Sarı, tapelere itirazı olduğunu belirterek, özel hayatındaki konuşmaların kamuya yansıtıldığını, tıbbi konuların çoğunun yanlış çevrildiğini savundu. Özel sağlığın İstanbul’un yükünü kaldırdığını ileri süren Sarı, “Kovid-19 geldi mesela Avrupa yıkıldı ama biz Türkiye’de bunu çok kolay aştık.” dedi. Ayrıca, “Biz kötüysek bizi aldıktan sonra yenidoğan ölümlerinin azalması gerekir ama ben tam tersi olacağını düşünüyorum.” ifadelerini kullandı.
SGK’NIN DOLANDIRILDIĞI İDDİASI
Sarı, SGK dolandırıcılığı iddialarına ilişkin olarak, “Reyap Hastanesi hekimiyim ben. Yatış süreleri uzun değil. Olay infial olunca, toplumsal kıyamet kopunca herkes saldırıya geçti.” diyerek, kendisinin ölüm oranlarının Türkiye’deki ortalamanın altında olduğunu vurguladı. “On binlerce sağlıklı çocuğu taburcu ettim.” dedi. Ayrıca, kendisine tepki gösteren anne babaları yargılamadığını belirtti.

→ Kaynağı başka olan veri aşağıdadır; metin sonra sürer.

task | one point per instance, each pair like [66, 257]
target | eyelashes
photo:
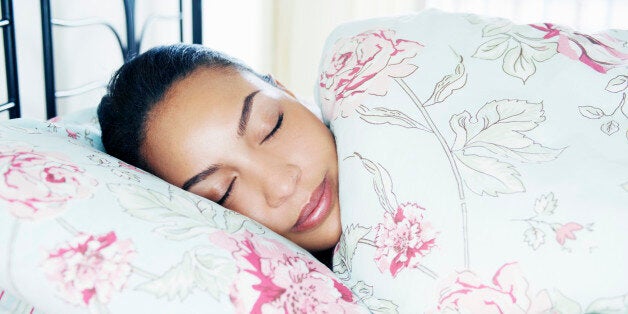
[275, 129]
[225, 197]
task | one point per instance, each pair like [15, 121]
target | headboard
[7, 23]
[129, 47]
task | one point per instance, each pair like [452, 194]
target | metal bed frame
[129, 48]
[10, 61]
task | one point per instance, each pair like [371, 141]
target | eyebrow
[246, 112]
[200, 176]
[244, 121]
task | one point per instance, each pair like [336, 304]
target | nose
[281, 183]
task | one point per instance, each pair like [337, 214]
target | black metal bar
[181, 20]
[197, 21]
[49, 69]
[10, 59]
[132, 45]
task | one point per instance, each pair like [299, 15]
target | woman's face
[231, 137]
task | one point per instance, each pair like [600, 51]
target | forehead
[202, 108]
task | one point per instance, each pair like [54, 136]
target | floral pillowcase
[483, 164]
[81, 231]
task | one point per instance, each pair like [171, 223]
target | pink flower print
[566, 231]
[403, 239]
[363, 64]
[599, 51]
[37, 184]
[90, 267]
[72, 134]
[507, 292]
[274, 279]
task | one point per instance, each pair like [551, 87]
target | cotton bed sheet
[483, 164]
[482, 169]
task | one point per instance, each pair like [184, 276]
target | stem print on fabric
[363, 65]
[365, 295]
[538, 225]
[521, 47]
[401, 240]
[182, 216]
[272, 278]
[37, 184]
[119, 168]
[485, 143]
[199, 269]
[618, 84]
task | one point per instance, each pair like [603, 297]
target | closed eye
[275, 129]
[224, 198]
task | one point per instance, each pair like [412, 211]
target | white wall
[281, 37]
[82, 55]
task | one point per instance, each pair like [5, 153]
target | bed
[483, 169]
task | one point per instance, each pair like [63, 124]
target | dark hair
[141, 83]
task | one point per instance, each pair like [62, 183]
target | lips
[316, 210]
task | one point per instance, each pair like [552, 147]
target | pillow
[483, 163]
[82, 231]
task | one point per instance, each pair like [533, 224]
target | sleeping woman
[211, 125]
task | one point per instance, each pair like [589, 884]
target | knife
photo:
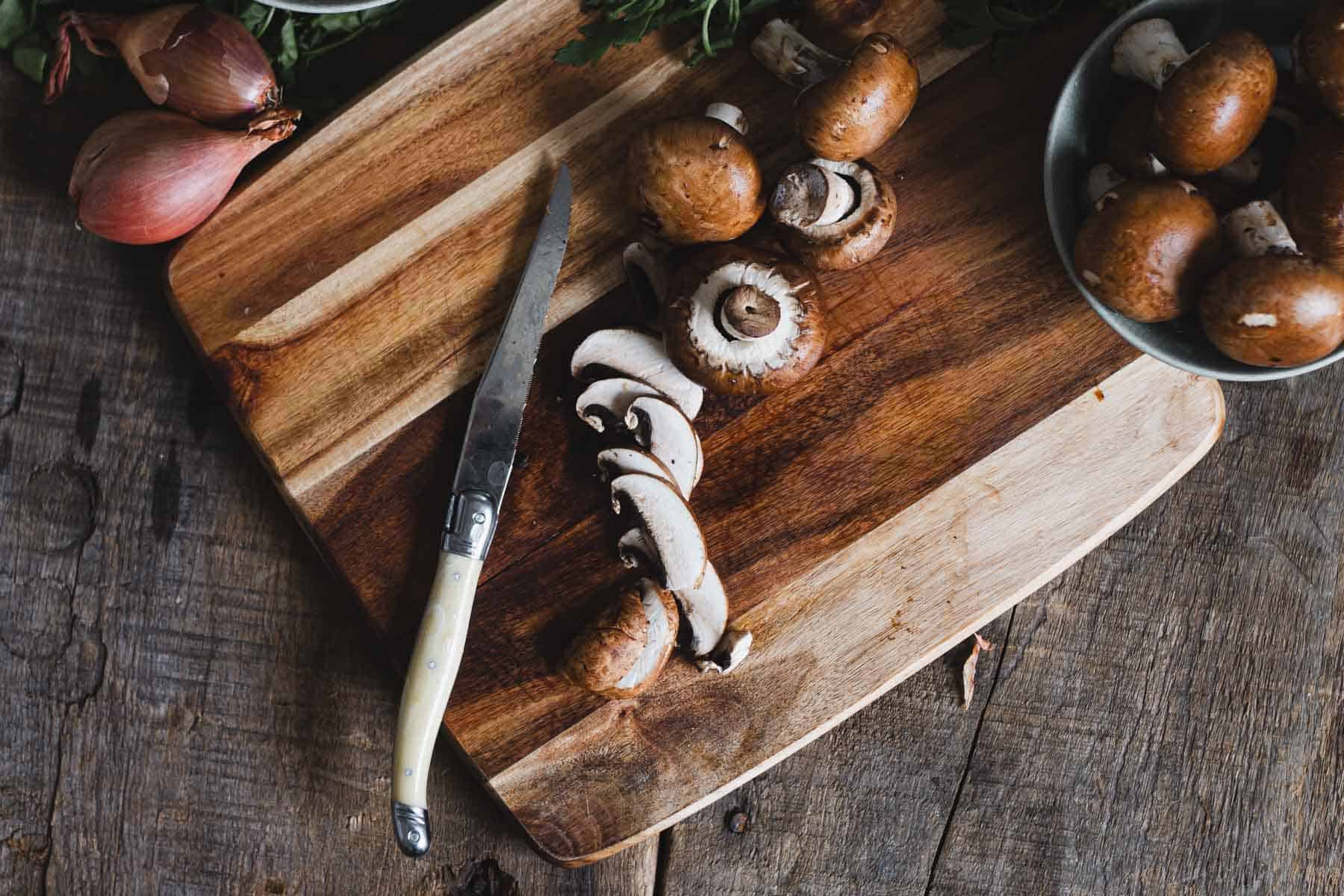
[483, 473]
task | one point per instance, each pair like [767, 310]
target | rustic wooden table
[190, 709]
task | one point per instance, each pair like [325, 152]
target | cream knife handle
[429, 682]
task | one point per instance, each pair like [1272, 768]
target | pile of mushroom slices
[1218, 132]
[653, 464]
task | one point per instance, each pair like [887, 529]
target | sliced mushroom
[1313, 193]
[621, 655]
[833, 215]
[648, 280]
[670, 528]
[695, 180]
[1319, 54]
[618, 461]
[1273, 307]
[744, 321]
[609, 401]
[640, 356]
[729, 653]
[1148, 247]
[847, 109]
[1211, 104]
[670, 437]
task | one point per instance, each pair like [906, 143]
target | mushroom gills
[640, 356]
[732, 649]
[670, 437]
[618, 461]
[609, 401]
[670, 528]
[662, 633]
[705, 610]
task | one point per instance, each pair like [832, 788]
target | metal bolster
[470, 524]
[410, 824]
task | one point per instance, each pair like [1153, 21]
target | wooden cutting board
[974, 430]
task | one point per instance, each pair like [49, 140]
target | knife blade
[483, 473]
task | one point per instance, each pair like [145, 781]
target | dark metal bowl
[1077, 139]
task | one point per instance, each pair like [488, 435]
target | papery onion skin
[186, 57]
[151, 176]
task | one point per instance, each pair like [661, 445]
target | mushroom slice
[623, 652]
[670, 528]
[744, 321]
[667, 433]
[705, 610]
[640, 356]
[618, 461]
[611, 399]
[833, 215]
[732, 649]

CİMER’E ŞİKAYETİ YAPAN SANIK HAKKINDA KONUŞTU
Sarı, iddianamedeki ilaç satma suçlamasının hayatını kararttığını, bu işi sanıklar Hasan Basri Gök ile Hakan Doğukan Taşçı’nın yaptığını öne sürdü. Soruşturmayı yürüten savcının ilk aşamada ölümlerden kendisini suçlamadığını, ancak daha sonra tavrının değiştiğini belirtti. Sarı, CİMER şikayetini yapan tutuklu sanık hemşire Deniz Korkmaz hakkında “Deniz, Deniz Gezmiş parkası giyer, nöbette Karl Marx, Mao okur. Deniz, aşırı solcudur.” ifadelerini kullandı.
“BEBEĞİN FİŞİNİ ÇEK DERKEN ŞAKA YAPTIK”
Sarı, “Fişini çek-dedemin fişi” ifadesinin geçtiği tape ile ilgili gelen bir soruya, “Hoş değil, keşke konuşmasaymışız. Şaka yaptık kendi aramızda. Siz yapmıyor musunuz?” şeklinde yanıt verdi. Bekleri uzun süre yoğun bakımda yatırdığı iddiasına da yanıt veren Sarı, “Ben hastaları uzun yatırmakla suçlanıyorum, neden öldüreyim?” şeklinde konuştu.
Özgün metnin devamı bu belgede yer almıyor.